In this case, however, as Phin hurried along the street to Jameson’s printing office, buffeted and blasted about by a strong, autumnal wind as he walked, he most definitely should have listened to Lionel and thought twice about publishing a story based on Lady Agnes’s exploits at the theater the week before. The way the cold wind tore at him, flapping his coat around his legs and making it necessary for him to walk with a hand clapped to his head to keep his hat from blowing away, seemed to be Nature’s way of punishing him for his foolishness.

But more foolish than writing about a young lady with a mother as intent on destruction as Lady Hamilton was, Phin had included one too many details that Lenore had picked up on.
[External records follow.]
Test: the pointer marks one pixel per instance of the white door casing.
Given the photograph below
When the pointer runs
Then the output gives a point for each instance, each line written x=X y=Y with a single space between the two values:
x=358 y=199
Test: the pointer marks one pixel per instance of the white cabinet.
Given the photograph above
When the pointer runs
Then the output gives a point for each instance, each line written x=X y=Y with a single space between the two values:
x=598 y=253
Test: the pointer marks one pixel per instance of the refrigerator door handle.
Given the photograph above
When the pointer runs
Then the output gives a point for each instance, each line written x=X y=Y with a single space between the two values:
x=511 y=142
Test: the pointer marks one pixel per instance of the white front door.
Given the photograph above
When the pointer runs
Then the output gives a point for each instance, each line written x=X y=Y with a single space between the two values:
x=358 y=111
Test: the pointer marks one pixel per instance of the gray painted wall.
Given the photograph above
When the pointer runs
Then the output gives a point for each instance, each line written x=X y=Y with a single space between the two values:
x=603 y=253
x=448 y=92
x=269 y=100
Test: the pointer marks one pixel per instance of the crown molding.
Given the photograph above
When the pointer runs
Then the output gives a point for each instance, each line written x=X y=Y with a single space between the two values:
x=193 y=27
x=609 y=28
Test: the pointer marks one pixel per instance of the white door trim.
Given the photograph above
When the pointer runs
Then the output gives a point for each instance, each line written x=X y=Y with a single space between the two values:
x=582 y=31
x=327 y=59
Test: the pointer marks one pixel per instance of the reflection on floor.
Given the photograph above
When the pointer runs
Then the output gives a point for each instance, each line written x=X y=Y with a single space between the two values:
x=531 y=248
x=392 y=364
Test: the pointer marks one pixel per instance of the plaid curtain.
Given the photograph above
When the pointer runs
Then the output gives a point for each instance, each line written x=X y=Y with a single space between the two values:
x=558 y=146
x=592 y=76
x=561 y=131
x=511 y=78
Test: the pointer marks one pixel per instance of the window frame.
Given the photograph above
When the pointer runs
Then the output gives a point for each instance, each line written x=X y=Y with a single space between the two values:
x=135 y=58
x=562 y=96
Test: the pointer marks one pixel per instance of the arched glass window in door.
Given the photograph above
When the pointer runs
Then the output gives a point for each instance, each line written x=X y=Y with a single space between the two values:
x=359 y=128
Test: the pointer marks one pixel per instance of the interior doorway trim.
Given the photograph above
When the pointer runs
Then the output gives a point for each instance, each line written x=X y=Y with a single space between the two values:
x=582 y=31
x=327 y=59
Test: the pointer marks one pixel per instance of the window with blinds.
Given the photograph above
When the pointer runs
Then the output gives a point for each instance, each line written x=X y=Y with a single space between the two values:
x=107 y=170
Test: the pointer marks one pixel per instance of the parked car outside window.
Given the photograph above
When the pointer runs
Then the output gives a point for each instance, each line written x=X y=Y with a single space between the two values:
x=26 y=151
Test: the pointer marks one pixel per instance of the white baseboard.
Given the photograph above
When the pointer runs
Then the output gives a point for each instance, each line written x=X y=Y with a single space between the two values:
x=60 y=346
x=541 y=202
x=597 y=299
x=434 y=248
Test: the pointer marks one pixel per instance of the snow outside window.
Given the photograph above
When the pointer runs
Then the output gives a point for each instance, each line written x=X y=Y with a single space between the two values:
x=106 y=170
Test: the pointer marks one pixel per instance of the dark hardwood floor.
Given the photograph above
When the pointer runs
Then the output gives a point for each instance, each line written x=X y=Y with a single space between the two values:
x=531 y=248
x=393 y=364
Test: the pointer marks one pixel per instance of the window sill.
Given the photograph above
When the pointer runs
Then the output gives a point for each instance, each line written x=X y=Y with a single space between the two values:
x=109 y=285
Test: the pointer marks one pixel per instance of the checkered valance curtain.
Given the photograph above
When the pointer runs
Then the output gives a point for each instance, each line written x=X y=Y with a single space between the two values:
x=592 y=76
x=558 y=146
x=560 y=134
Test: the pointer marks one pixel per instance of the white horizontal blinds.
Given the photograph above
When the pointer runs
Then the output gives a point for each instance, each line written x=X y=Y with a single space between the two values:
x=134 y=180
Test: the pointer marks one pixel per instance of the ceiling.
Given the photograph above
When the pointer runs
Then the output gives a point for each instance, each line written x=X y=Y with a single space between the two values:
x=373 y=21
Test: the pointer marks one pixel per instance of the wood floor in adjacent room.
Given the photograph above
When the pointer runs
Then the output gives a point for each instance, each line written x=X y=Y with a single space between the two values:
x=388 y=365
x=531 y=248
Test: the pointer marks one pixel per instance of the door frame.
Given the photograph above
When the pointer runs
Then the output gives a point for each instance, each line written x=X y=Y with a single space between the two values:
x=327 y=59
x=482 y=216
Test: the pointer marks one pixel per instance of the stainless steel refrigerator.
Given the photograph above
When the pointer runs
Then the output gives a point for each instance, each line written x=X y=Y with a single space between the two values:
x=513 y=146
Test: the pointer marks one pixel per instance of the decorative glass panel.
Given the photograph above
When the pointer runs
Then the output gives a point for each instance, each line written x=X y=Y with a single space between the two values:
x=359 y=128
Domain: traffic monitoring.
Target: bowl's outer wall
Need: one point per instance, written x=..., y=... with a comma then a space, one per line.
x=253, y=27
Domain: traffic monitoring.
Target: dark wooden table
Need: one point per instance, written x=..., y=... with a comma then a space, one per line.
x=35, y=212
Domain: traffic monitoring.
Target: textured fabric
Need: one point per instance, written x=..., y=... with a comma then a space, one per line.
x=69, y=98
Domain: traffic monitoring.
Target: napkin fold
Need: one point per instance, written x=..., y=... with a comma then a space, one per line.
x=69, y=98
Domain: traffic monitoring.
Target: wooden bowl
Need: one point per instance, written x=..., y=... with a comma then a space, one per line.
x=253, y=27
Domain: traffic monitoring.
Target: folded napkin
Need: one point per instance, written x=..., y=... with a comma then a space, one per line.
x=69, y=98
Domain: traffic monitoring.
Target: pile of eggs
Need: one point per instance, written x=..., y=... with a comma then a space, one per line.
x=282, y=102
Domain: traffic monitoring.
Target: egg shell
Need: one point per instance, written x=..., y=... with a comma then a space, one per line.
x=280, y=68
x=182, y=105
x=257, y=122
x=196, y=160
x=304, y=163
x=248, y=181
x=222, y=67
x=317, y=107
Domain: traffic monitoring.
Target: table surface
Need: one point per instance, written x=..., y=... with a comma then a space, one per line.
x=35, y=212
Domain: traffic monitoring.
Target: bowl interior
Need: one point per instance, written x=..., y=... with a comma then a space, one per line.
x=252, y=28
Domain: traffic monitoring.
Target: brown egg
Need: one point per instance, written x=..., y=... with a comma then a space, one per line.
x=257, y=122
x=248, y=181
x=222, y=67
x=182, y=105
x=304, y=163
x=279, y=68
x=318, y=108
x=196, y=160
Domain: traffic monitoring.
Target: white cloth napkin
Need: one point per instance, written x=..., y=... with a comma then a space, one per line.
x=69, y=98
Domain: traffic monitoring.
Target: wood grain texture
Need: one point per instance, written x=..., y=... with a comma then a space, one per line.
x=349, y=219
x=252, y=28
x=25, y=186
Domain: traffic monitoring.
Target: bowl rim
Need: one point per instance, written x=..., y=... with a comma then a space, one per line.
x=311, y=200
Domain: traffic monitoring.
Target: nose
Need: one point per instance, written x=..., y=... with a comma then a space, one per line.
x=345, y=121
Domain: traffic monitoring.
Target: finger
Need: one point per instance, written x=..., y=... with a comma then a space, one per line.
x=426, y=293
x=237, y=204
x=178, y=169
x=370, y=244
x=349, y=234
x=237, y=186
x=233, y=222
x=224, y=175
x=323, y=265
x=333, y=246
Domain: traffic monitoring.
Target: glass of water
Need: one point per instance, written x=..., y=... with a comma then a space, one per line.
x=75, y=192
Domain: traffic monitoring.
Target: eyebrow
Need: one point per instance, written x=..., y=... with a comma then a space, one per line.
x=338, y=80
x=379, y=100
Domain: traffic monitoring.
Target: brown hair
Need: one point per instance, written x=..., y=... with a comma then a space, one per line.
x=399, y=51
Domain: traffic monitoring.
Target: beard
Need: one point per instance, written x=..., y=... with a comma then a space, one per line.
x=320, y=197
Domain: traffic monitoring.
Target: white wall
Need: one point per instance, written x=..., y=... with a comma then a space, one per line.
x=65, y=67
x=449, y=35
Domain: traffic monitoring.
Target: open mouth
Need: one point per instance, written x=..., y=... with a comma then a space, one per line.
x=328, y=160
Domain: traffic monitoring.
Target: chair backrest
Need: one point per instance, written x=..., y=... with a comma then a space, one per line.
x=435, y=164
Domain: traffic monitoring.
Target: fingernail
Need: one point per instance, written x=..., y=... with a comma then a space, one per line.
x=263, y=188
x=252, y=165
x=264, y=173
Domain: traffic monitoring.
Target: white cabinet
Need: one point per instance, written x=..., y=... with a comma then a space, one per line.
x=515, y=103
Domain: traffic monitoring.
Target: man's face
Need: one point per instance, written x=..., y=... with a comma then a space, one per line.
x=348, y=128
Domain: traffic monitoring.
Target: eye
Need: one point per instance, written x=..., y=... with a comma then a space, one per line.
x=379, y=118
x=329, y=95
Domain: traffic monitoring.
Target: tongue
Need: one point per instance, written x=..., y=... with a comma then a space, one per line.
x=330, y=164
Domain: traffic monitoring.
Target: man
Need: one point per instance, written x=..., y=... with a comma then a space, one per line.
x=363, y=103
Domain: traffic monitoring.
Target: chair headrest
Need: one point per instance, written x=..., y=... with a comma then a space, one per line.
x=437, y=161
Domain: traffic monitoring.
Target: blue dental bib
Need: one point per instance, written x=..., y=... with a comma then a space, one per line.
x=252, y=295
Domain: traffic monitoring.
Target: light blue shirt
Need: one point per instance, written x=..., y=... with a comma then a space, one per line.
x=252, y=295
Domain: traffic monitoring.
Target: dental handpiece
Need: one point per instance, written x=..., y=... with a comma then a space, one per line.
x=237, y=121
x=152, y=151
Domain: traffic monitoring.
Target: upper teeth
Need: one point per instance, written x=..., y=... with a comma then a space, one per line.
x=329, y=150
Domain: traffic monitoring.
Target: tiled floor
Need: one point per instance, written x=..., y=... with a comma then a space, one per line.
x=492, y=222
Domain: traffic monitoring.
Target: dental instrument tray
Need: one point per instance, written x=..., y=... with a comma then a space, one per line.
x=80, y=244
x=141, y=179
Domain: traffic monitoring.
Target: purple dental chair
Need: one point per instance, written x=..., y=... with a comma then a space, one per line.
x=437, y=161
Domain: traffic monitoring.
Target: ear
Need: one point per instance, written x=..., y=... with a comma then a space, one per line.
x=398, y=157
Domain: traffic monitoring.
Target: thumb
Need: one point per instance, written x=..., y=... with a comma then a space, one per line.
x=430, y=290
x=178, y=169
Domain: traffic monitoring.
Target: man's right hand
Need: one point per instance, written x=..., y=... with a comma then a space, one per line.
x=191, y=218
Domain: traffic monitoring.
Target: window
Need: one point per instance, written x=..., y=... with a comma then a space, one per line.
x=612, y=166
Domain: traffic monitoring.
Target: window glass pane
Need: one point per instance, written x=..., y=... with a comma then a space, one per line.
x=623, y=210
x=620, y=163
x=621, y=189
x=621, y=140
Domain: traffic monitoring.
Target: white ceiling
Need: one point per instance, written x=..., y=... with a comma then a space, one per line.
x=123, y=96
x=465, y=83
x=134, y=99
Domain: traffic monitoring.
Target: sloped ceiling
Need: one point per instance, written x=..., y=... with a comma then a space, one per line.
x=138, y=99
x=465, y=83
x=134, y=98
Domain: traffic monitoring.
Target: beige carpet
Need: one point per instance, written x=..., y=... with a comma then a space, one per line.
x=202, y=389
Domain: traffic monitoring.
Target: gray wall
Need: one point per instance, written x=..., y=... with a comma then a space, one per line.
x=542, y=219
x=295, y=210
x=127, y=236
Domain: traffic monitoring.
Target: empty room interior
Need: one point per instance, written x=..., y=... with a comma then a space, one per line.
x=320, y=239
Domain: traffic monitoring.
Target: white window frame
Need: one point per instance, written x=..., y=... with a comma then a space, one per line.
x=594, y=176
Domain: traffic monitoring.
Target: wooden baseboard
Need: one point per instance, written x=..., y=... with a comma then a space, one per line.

She knew. He could deny it all he wanted, but Lenore had guessed his secret. Which was why he was having her for supper that night. He needed somehow to assuage her curiosity and convince her not to say anything to anyone, at the very least.

Before he did that, though, he had to take care of business. He breathed a sigh of relief as he stepped into the building housing Jameson’s discreet office, shook a few stray leaves from his hat and coat, checked to be certain he hadn’t somehow lost any of the handwritten pages he’d tucked away inside his jacket, and proceeded to the unmarked door at the end of the hall.

“Come in,” Jameson’s voice sounded from the other side when Phin knocked. As soon as he entered, he knew Jameson was in a foul mood. The man practically paced behind his desk, and his hair stood up at odd angles, as if he’d been tugging at it. “Oh. You,” Jameson greeted Phin without enthusiasm.

“I’ve come with another story, though I know it’s not yet time to print a new issue,” Phin said without a more formal greeting, unfurling the pages in his hand and holding them out to Jameson.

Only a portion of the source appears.